Automatic language detection misidentifies language in some cases
Open, MediumPublic

Description

The service to automatically detect the language of a text (T99666, API, model card ) is failing in some cases. This ticket compiles some of those cases to identify if there is room for improvements.

TextIdentified languageExpected language
MoonWolof (wo)English (en)
LanguagesIlocano (ilo)English (en)
Add languagesIlocano (ilo)English (en)
Translate sectionChhattisgarhi (hne)English (en)
Edit language linksBambara (bm)English (en)
Translate this pageKinyarwanda (rw)English (en)
Read an automatic translationMizo (lu)English (en)
Jazz is a music genreSardinian (sc)English(en)

The model is expected to work better for longer texts. From the above, the more outstanding cases seem to be:

  • "Read an automatic translation" being identified as Mizo, given the source text is a bit longer than the other cases.
  • "Translate section" being identified as Chhattisgarhi despite Chhattisgarhi using the Devanagari script instead of latin script.

This has been tested using the API. For example, the request below checks the language for the text "Read an automatic translation" and gets Mizo (lu) as the language identified:

> curl https://api.wikimedia.org/service/lw/inference/v1/models/langid:predict -X POST -d '{"text": "Read an automatic translation"}' -H "Content-type: application/json"
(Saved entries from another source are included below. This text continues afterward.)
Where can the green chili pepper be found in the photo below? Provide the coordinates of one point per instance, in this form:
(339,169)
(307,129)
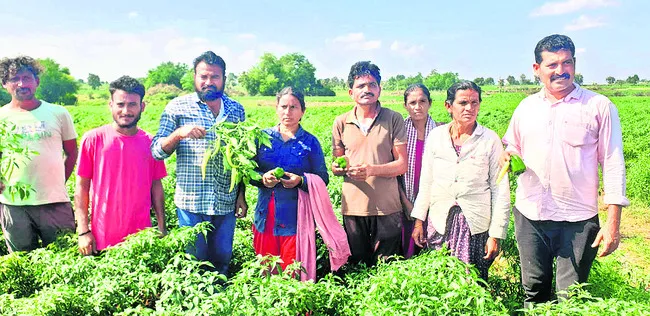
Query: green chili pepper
(278,173)
(517,165)
(341,162)
(233,179)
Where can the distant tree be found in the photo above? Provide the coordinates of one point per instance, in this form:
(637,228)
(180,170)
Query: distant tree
(272,74)
(93,81)
(578,78)
(4,97)
(438,81)
(632,79)
(56,84)
(168,73)
(187,81)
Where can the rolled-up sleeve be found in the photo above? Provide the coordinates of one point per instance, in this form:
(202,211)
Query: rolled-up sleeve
(610,156)
(499,195)
(167,126)
(511,137)
(423,199)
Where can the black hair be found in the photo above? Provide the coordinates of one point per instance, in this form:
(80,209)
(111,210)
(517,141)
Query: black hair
(128,85)
(11,66)
(363,68)
(462,85)
(417,86)
(293,92)
(210,58)
(554,43)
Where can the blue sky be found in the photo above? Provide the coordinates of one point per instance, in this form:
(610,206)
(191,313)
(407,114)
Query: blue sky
(472,38)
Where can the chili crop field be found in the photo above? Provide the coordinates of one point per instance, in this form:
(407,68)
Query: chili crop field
(148,275)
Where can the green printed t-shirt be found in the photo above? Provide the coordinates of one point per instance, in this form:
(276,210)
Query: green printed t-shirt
(44,129)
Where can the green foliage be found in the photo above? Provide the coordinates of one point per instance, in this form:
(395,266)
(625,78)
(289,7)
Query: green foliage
(440,81)
(166,73)
(14,154)
(434,81)
(56,84)
(432,283)
(148,275)
(581,302)
(511,80)
(4,97)
(94,81)
(272,74)
(162,92)
(634,79)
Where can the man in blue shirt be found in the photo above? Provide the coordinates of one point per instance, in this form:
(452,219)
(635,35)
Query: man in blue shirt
(183,128)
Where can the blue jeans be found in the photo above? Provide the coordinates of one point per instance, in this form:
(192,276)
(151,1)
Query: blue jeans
(217,249)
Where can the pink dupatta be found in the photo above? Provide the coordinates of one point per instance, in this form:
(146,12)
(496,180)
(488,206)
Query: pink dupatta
(315,207)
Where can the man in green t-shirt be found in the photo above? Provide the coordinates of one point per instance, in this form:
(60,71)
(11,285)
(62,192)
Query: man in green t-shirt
(47,129)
> {"language":"lus_Latn","wikicode":"lu","languagename":"Mizo","score":0.35616445541381836}

Event Timeline

The model expects sentences. That is how it is trained. For example, words like "Moon" can appear in many latin based languages as proper noun or reference to a title of a book etc. The prediction quality increase as more words are provided. Then it knows better about the context of the word.

Because of the presense of English words in many latin languages, accuracy of prediction for English is low among them. One would expect predicting English is the easiest task. However, when accommodate many latin based languages, predicting something as English accurately is not easy :-) But as we get more words in text, this issue disappears.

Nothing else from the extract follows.